The Northern Ireland-based youth charity Public Achievement has closed with the loss of nine jobs.
The charity, founded in 1999, worked to support young people in Northern Ireland and improve their local communities.
Public Achievement, which in 2012 became the first charity from Northern Ireland to receive a Big Society Award from the Prime Minister, cited in a statement such difficulties as the challenges of securing new funding and dealing with cash flow.
The charity and its social enterprise arm, Achieve Enterprises, ran two pilot programmes – Be the Change and Lead Your Own Learning – as part of the Northern Ireland Department for Employment and Learning’s £2.2m United Youth initiative.
United Youth, which is due to end in March, is a good relations programme that runs 13 programmes focusing on opportunities for 16 to 24-year-olds.
A statement from Public Achievement’s board said the charity struggled in a "very difficult climate for our sector" and closed to ensure the organisation was not trading in an insolvent position. Achieve Enterprises is also to close because it has insufficient funds.
Public Achievement’s abbreviated accounts for the year ending 31 March 2015 say the charity’s net assets fell to £5,079 from £85,853 the year before. Its income is not listed in the accounts, which raised concerns about the financial future of the charity and its need to reduce its dependency on grant funding and to diversify its income.
A statement from the charity said it often found "that our work doesn’t fit the boxes of funders and government departments, who are often driven by moral panics about young people – often lacking any vision of young people as co-creators of a new Northern Ireland".
It said: "We are particularly sad to lose our dedicated, wonderfully creative and diverse staff team – we had created a unique blend of skills and expertise never before seen in a youth organisation here. They have fought through many crises to ensure we deliver the best possible outcomes for the young people we work with.
"We are devastated to have to stop our United Youth programme at a critical point for the wonderful young people involved.

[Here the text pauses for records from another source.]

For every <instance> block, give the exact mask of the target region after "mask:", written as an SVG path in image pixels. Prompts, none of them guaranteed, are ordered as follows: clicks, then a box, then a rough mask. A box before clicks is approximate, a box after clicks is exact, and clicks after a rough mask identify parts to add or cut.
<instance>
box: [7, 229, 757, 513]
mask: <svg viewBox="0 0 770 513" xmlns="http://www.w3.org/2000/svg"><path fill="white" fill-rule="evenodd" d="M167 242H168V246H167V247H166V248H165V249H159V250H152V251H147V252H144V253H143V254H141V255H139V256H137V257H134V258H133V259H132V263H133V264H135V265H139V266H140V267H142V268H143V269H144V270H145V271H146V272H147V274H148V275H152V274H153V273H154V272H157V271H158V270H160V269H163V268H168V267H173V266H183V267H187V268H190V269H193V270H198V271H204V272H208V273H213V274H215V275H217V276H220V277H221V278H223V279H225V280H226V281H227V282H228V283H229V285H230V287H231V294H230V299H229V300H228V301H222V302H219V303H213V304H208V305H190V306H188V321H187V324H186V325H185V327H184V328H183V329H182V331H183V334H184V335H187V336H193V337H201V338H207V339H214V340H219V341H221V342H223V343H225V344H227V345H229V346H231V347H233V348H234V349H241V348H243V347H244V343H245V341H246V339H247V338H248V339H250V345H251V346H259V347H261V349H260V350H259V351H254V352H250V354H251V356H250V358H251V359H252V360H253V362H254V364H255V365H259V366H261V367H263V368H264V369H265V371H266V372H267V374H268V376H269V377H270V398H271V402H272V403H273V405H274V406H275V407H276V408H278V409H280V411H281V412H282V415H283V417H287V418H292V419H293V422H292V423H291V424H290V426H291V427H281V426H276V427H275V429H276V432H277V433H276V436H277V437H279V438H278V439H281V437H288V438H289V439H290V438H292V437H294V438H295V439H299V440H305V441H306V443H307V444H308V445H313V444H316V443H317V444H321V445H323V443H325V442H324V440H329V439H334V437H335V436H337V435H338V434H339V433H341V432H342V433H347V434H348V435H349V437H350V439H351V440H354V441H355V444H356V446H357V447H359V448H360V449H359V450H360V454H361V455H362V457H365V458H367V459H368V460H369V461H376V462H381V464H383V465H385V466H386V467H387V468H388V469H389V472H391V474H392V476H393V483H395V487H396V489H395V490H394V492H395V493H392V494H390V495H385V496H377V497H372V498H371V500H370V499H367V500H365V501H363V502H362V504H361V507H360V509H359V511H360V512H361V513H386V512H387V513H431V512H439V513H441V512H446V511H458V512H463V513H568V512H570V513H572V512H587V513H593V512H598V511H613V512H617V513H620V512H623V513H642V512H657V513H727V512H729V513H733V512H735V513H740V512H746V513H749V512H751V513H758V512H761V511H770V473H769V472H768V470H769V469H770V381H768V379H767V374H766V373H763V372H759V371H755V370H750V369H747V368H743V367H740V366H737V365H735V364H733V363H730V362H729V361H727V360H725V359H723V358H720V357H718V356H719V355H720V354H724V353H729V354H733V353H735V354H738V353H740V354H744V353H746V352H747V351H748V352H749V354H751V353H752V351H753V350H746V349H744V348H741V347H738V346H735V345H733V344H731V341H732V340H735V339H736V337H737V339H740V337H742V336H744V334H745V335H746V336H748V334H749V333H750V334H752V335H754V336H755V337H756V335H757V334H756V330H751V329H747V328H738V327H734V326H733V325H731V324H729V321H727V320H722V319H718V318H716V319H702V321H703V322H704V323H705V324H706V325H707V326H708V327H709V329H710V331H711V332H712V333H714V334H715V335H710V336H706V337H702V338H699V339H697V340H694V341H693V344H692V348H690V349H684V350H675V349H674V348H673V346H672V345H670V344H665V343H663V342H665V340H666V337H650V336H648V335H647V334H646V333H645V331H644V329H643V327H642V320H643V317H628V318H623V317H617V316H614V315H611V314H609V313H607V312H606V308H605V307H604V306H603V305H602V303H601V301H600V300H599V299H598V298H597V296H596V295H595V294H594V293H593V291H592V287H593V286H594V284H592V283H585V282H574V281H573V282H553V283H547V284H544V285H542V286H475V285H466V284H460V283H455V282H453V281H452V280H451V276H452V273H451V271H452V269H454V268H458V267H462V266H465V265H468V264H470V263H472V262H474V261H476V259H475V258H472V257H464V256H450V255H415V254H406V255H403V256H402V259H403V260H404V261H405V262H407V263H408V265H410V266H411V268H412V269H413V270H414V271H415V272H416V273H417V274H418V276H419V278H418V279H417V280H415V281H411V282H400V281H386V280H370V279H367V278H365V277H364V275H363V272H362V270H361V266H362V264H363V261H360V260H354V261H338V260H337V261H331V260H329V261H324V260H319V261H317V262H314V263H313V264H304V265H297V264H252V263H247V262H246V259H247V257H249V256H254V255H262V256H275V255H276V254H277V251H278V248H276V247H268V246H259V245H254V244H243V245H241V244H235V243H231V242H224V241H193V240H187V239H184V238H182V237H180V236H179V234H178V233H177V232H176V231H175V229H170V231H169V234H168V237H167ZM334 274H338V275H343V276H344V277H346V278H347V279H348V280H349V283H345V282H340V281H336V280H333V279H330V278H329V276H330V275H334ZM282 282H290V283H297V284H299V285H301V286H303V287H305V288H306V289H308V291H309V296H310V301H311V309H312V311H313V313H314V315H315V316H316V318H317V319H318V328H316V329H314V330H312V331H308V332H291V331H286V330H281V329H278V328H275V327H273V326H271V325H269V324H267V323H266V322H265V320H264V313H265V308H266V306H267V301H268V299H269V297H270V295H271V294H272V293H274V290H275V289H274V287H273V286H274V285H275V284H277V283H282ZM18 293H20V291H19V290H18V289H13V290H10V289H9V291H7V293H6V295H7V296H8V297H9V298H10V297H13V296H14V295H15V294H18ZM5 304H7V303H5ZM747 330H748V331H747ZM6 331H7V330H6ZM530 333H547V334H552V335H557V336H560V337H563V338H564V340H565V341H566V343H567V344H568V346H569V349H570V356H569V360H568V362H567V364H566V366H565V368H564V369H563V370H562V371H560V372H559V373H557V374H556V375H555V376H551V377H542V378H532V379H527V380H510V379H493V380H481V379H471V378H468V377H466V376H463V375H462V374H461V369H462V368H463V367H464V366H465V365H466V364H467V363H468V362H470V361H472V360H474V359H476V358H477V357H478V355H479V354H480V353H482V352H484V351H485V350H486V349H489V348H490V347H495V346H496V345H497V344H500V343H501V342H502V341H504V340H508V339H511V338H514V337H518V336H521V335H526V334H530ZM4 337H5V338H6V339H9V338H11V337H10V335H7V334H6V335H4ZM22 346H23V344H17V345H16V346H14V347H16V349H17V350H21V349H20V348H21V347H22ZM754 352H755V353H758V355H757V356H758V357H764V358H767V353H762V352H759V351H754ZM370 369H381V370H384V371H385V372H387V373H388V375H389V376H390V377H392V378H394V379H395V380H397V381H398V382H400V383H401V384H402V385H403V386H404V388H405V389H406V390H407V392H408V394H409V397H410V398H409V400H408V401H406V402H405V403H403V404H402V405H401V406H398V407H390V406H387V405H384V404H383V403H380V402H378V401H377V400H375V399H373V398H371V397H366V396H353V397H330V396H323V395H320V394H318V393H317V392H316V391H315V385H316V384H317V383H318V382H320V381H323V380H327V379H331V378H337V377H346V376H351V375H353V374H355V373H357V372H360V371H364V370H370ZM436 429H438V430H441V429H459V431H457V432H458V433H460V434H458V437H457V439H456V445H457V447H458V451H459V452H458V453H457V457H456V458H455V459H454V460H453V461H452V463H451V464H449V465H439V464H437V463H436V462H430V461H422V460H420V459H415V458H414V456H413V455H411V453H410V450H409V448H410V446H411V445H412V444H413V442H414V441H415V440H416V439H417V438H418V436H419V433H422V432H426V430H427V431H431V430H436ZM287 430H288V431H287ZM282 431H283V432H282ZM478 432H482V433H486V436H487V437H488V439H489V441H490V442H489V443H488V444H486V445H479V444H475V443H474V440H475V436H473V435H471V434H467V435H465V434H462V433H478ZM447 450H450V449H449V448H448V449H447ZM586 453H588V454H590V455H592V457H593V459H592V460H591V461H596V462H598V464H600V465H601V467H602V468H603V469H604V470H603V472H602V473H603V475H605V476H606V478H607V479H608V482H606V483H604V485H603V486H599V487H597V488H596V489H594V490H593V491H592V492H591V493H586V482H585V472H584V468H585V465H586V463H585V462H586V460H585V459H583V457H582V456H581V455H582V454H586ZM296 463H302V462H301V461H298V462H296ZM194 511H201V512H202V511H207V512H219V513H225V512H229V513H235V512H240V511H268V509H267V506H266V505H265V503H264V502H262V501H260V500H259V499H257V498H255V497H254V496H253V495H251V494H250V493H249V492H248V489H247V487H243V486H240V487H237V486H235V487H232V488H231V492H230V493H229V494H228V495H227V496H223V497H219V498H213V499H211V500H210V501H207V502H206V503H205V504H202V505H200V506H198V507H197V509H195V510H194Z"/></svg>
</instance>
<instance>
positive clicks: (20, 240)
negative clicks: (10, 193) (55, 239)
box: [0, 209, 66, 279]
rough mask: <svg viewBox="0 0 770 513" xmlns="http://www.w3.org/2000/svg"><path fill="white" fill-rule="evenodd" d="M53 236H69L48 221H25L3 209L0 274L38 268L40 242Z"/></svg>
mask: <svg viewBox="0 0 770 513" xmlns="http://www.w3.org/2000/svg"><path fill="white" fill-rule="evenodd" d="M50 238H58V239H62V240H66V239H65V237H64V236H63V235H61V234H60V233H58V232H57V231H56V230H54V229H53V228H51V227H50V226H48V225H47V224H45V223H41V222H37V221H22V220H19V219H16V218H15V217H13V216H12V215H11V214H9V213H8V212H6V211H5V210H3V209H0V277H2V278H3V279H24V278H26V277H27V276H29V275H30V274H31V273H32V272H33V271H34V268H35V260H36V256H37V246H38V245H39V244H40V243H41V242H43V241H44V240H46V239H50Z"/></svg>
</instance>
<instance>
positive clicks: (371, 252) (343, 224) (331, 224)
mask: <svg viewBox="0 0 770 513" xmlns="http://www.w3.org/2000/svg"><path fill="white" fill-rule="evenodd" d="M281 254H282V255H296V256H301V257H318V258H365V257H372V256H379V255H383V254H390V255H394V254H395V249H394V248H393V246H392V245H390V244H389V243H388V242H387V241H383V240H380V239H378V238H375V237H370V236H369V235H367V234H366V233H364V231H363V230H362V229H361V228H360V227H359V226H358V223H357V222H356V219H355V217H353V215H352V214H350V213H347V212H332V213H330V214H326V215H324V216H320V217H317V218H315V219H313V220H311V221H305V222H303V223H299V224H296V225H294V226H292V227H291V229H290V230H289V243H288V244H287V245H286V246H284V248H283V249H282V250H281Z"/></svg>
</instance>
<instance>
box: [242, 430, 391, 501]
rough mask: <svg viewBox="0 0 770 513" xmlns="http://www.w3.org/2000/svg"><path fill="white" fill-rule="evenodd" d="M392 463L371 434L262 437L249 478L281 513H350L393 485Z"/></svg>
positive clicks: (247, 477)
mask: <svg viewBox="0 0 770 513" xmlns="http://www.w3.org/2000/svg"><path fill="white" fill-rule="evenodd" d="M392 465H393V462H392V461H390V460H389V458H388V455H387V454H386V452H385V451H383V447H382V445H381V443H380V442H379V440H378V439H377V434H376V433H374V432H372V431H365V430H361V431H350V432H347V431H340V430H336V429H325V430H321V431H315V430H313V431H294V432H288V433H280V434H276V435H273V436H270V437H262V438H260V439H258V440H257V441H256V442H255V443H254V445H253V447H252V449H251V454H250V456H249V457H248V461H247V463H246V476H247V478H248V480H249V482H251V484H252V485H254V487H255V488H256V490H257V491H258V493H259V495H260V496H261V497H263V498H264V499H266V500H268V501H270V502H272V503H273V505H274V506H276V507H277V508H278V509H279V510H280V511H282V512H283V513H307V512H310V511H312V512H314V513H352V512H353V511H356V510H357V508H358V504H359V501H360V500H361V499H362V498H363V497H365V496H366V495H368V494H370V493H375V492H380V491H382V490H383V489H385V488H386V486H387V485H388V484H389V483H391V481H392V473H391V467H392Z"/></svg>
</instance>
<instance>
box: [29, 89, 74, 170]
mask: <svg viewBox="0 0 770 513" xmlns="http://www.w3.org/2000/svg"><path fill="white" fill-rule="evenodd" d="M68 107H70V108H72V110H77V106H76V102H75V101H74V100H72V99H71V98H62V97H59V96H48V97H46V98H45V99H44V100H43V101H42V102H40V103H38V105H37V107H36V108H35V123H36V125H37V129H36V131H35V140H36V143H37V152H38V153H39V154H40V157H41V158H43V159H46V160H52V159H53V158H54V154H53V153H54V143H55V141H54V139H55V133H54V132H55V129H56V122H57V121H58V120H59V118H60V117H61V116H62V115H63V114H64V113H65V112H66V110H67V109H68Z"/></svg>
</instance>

We hope that the Department for Employment and Learning can find a way of supporting these great young citizens through another organisation. They have so much to give our society."
The statement added that the "stop-start nature of funding for our sector and the frequent gaps between funding programmes have been major contributors to the situation that has led to this regretful and very difficult decision".
A spokeswoman for the Department for Employment and Learning said: "The department’s key priority is to ensure that the 44 young people involved across the two pilots concerned have the opportunity to complete the programme they started. We are currently exploring options around this, and officials are meeting with the young people."
A Change.org petition calling on the Northern Irish devolved government to save the charity has been launched. As of Tuesday morning, almost 200 people had signed the petition.